Während etwa der Staatsminister für Kultur und Medien, Dr. Wolfram Weimer, eine Digitalabgabe für digitale US-Plattformen forderte, warnte Bayerns Ministerpräsident Dr. Markus Söder vor einer Überregulierung jenseits von Kennzeichnungs- und Haftungspflichten – aus Sorge, Innovationen könnten dadurch gebremst werden.
Spannend war dabei weniger die Frage ob KI Einfluss nimmt, sondern wie.

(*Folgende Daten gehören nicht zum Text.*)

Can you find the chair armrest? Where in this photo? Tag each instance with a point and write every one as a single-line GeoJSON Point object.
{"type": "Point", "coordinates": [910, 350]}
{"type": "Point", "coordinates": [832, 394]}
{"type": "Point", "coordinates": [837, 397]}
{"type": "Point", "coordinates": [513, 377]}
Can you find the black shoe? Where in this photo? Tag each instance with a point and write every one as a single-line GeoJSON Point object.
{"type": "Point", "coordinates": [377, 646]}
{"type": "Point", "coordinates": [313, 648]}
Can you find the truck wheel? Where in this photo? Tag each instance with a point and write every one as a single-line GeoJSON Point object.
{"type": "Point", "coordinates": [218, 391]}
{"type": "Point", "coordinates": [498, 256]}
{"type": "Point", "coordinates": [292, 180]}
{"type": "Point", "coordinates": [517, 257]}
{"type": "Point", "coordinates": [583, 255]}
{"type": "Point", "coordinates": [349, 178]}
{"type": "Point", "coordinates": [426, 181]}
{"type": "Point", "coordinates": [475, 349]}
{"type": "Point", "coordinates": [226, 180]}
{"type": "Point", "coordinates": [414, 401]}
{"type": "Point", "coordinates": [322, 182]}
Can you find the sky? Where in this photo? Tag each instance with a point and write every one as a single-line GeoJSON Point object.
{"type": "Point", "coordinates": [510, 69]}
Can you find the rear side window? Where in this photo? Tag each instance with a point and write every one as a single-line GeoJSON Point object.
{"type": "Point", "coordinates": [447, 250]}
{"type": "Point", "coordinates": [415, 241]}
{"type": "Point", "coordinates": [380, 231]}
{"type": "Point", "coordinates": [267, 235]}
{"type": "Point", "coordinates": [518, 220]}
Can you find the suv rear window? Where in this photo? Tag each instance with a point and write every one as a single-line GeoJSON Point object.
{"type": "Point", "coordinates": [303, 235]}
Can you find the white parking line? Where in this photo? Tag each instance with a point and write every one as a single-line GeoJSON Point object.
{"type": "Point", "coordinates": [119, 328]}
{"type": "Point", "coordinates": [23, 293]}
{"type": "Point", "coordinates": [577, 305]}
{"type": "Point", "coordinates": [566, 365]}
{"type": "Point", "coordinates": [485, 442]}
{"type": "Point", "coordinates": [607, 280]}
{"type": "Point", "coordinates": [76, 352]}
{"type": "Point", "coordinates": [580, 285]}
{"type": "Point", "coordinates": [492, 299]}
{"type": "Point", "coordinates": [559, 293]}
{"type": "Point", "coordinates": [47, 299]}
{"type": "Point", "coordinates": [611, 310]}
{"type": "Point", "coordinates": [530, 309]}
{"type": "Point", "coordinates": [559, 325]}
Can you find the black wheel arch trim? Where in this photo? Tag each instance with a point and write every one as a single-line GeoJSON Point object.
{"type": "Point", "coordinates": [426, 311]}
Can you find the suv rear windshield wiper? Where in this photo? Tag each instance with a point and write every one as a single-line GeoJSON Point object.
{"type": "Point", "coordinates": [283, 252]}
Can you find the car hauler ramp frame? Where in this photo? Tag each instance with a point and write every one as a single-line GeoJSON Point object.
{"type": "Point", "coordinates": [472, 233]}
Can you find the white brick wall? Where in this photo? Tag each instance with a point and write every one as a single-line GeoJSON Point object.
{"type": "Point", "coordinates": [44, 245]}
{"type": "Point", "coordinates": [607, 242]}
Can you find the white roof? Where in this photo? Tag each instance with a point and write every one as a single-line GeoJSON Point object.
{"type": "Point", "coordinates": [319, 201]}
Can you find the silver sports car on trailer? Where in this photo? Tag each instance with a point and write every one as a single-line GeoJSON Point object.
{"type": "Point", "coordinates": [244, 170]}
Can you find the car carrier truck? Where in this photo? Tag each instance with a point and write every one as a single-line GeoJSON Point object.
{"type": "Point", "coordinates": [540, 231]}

Die Vielzahl von Sessions zeigte: KI ist keine Zukunftsvision mehr, sondern Gegenwart – und sie braucht Gestaltung. Die MEDIENTAGE boten dafür ein beeindruckendes Forum. Gleichzeitig wurde klar: Medienunternehmen, Redaktionen und Kreativteams müssen sich neu aufstellen – technisch versiert, inhaltlich reflektiert und ethisch orientiert.
Ein wichtiger Impuls für die Branche kam von der Hochschule für Fernsehen und Film München (HFF): Ab dem 1. Dezember 2025 ist der neue Master-Studiengang „Serial Storytelling: Created by AI & I“ offen für Bewerbungen. Der viersemestrige Studiengang verbindet klassische Erzählkunst mit digitalen Werkzeugen, wobei der Mensch im Zentrum steht – KI wird als Werkzeug verstanden, nicht als Ersatz.

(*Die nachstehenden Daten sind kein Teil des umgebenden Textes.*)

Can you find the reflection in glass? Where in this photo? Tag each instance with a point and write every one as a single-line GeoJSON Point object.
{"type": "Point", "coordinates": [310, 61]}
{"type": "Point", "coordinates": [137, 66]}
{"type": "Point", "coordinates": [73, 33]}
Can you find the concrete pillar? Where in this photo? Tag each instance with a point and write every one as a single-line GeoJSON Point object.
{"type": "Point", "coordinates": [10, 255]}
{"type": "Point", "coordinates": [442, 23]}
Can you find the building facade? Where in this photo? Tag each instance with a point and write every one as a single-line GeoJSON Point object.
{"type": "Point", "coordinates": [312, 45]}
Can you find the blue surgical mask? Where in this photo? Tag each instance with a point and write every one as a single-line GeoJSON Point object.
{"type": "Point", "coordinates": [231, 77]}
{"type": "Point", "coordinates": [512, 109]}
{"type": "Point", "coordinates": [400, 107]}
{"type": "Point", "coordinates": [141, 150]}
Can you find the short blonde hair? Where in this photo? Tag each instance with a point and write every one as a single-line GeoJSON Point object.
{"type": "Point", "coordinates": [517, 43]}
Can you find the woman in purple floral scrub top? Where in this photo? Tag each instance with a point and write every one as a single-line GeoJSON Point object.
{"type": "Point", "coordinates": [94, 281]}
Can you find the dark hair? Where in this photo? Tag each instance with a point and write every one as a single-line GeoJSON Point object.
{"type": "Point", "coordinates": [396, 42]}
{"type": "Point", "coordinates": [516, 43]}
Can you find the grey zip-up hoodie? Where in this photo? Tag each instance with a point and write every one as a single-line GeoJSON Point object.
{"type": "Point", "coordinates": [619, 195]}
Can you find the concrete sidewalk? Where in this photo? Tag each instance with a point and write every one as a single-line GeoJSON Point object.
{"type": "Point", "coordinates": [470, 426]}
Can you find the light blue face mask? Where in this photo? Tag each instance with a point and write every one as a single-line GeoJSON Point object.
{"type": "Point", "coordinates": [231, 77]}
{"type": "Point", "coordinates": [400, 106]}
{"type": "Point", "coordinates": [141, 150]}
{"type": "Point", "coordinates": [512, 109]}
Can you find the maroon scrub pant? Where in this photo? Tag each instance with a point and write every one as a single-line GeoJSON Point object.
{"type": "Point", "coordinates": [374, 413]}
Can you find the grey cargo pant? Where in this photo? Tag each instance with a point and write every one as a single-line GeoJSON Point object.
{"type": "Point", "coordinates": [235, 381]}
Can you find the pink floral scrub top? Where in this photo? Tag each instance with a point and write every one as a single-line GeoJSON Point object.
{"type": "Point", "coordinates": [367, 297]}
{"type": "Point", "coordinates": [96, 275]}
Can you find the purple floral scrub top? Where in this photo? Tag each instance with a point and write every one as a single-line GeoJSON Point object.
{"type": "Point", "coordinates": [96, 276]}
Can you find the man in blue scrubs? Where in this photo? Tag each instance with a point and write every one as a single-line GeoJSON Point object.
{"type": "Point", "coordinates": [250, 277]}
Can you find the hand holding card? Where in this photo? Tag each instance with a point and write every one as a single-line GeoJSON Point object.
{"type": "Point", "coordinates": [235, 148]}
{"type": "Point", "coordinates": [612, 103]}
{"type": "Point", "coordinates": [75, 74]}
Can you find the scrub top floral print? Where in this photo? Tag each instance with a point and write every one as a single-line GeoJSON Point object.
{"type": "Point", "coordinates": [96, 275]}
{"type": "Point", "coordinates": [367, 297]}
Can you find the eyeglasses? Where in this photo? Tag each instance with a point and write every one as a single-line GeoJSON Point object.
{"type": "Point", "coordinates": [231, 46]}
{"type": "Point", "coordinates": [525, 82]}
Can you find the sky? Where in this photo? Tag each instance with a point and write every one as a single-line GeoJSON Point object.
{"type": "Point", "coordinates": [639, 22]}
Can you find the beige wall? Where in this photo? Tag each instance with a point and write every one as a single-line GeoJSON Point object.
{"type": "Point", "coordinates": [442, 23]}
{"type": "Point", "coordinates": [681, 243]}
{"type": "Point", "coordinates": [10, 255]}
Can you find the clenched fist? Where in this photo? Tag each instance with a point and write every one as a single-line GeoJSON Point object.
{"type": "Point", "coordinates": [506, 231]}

Wer sich ab 1.12.2026 bewerben möchte, findet alle Infos auf der Website der HFF Munich.
Der neue Masterstudiengang zeigt exemplarisch, wie die Medien- und Kreativbranche auf die KI-Revolution reagiert: Nicht nur mit Technik, sondern mit Bildung, Reflexion und Verantwortung.

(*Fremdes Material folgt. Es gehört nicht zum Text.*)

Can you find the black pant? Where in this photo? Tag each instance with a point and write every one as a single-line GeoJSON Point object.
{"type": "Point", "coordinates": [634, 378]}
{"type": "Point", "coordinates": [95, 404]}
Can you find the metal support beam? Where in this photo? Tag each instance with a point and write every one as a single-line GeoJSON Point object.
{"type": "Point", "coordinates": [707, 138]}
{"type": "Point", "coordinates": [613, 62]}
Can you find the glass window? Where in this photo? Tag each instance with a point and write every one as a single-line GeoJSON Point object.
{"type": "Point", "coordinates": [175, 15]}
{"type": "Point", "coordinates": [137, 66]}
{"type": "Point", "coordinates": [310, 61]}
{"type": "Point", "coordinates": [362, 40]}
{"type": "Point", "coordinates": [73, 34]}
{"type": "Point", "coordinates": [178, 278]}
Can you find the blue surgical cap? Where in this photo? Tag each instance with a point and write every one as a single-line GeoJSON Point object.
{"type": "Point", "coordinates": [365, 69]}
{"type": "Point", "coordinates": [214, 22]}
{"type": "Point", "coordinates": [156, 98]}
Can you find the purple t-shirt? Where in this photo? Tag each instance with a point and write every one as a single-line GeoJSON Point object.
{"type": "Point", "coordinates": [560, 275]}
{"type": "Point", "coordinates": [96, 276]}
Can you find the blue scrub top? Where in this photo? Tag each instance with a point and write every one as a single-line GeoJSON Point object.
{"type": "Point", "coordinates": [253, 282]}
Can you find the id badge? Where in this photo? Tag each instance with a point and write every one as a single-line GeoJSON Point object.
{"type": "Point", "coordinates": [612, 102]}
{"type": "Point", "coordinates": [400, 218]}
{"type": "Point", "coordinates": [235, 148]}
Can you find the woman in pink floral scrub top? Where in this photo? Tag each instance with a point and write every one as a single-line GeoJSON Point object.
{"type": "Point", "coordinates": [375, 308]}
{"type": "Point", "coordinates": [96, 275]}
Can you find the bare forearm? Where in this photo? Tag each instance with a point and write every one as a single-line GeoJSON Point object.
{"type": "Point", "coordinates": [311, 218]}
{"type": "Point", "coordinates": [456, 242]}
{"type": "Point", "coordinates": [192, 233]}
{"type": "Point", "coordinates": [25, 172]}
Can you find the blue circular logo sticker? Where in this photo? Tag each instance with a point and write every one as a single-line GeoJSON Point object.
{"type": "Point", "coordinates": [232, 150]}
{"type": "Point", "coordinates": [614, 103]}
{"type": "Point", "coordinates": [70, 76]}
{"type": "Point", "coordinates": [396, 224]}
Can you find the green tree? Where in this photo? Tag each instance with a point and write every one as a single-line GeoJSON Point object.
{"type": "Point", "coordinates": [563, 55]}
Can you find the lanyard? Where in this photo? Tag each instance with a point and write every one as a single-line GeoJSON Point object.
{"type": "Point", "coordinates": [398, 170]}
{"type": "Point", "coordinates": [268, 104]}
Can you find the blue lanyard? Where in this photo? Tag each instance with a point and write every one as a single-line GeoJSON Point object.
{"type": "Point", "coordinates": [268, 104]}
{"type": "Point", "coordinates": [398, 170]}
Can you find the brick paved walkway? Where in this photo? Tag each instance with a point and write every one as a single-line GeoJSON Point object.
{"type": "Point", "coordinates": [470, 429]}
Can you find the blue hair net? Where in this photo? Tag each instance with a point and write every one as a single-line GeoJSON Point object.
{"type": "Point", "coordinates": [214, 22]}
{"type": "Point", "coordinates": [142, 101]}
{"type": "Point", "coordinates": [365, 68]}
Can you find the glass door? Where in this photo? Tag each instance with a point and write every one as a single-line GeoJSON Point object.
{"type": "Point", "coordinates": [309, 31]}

Die MEDIENTAGE 2025 haben damit ein vielstimmiges Bild gezeichnet: Die Zukunft der Medien ist nicht vorgegeben – sie wird gemacht.
Mit allen Chancen und Risiken. Und sie braucht Menschen, die vermitteln, gestalten und verantworten. Denn eines wurde klarer denn je: Stillstand ist keine Option mehr.